Thanks to everyone who attended our first in a series of TopBraid Enterprise Data Governance (EDG) webinars. We demonstrated how a standards-based approach to data governance supports the diversity and rate of change that define today’s complex data ecosystems. The webinar was very well attended with people coming from industries as varied as financial services, healthcare, publishing and manufacturing.

<< Click on image below for larger view >> During the webinar, attendees submitted several interesting questions. We were only able to answer a few of them during the webinar, so we’d like to address all of the questions here.

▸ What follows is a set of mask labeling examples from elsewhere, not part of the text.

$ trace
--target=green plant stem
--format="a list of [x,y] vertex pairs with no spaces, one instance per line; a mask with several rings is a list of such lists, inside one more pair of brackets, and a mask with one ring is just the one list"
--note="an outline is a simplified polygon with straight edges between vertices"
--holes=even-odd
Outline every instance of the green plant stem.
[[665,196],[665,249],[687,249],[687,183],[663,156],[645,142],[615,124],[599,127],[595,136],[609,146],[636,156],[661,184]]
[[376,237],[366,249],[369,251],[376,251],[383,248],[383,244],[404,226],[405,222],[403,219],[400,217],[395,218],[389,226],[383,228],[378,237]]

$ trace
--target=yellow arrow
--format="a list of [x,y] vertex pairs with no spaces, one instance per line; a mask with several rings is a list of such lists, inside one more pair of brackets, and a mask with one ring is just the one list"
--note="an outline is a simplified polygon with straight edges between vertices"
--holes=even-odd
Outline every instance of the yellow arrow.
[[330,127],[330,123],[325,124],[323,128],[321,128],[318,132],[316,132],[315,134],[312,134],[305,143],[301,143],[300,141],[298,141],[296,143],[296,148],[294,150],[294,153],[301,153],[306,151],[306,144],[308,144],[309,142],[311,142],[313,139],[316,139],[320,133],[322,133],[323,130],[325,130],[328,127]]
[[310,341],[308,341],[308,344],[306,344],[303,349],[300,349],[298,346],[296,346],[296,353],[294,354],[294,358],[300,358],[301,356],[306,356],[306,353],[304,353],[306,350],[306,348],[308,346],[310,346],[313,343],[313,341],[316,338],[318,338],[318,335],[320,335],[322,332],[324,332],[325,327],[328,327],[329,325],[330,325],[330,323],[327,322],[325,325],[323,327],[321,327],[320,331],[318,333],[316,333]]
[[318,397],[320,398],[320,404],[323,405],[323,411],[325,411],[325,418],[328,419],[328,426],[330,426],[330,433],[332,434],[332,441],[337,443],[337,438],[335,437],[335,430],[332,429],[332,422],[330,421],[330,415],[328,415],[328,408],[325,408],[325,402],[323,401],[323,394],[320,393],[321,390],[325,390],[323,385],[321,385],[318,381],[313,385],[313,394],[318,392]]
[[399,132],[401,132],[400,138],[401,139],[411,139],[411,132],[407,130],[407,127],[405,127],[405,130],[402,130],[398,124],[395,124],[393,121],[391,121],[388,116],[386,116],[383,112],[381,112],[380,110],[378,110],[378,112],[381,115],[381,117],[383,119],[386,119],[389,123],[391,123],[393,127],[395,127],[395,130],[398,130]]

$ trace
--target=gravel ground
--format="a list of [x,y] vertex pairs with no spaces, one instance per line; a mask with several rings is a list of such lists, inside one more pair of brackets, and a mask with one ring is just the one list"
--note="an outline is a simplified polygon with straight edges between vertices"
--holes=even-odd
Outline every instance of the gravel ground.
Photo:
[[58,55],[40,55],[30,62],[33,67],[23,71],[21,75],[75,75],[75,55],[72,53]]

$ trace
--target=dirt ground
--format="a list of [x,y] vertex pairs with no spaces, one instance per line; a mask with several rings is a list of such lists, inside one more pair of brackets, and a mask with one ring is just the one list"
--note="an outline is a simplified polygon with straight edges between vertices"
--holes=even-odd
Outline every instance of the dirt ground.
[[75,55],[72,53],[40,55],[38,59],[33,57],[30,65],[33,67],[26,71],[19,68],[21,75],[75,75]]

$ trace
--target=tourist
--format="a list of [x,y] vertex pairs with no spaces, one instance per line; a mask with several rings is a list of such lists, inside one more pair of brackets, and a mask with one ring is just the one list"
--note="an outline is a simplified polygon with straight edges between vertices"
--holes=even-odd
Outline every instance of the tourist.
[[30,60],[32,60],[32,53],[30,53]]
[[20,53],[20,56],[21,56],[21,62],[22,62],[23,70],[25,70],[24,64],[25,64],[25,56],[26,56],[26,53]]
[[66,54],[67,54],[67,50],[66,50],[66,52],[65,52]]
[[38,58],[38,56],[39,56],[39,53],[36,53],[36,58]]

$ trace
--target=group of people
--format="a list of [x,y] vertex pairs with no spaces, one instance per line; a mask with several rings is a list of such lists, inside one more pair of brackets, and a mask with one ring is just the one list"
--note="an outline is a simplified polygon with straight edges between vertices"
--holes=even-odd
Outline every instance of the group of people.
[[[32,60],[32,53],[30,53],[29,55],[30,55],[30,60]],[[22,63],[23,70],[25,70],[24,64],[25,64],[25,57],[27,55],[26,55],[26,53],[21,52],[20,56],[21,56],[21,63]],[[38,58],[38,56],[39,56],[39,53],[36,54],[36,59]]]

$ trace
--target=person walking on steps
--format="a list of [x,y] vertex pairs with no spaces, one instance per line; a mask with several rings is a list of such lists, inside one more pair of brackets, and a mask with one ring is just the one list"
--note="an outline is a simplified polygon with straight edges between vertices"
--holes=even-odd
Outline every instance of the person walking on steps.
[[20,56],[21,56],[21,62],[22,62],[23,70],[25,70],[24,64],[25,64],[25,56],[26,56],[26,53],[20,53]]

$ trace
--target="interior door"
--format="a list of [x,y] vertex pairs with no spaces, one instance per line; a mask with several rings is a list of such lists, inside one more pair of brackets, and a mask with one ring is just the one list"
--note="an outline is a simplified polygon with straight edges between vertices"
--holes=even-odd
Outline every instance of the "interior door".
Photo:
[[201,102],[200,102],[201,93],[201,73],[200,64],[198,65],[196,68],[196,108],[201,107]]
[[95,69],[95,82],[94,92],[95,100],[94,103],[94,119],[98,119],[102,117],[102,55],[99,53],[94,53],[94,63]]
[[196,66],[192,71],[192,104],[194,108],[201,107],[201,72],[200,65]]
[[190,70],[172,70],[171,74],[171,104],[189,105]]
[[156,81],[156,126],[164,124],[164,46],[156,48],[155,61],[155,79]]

Questions about Data Governance and TopBraid EDG:

Q1: Data Lineage Tracking: How is the documentation in EDG connected to the programs/modules implementing these calculations, and how are changes tracked in EDG?

Programs, ETL scripts, etc. are described in the Technical Assets model. Lineage models are used when you want to describe how data flows across the enterprise in a more comprehensive way than, for example, saying that one data element is derived from another data element. In defining lineage, you would say that a particular data element or set of elements is a source for another data element or field in a report, and you would also capture what program performs this transformation or calculation. With this, one should think of a lineage as an overlay on top of the data assets and technical assets.

Q2: Do data assets also include documents (PDF, PPT files) so that you know EDG used data in included tables, figures?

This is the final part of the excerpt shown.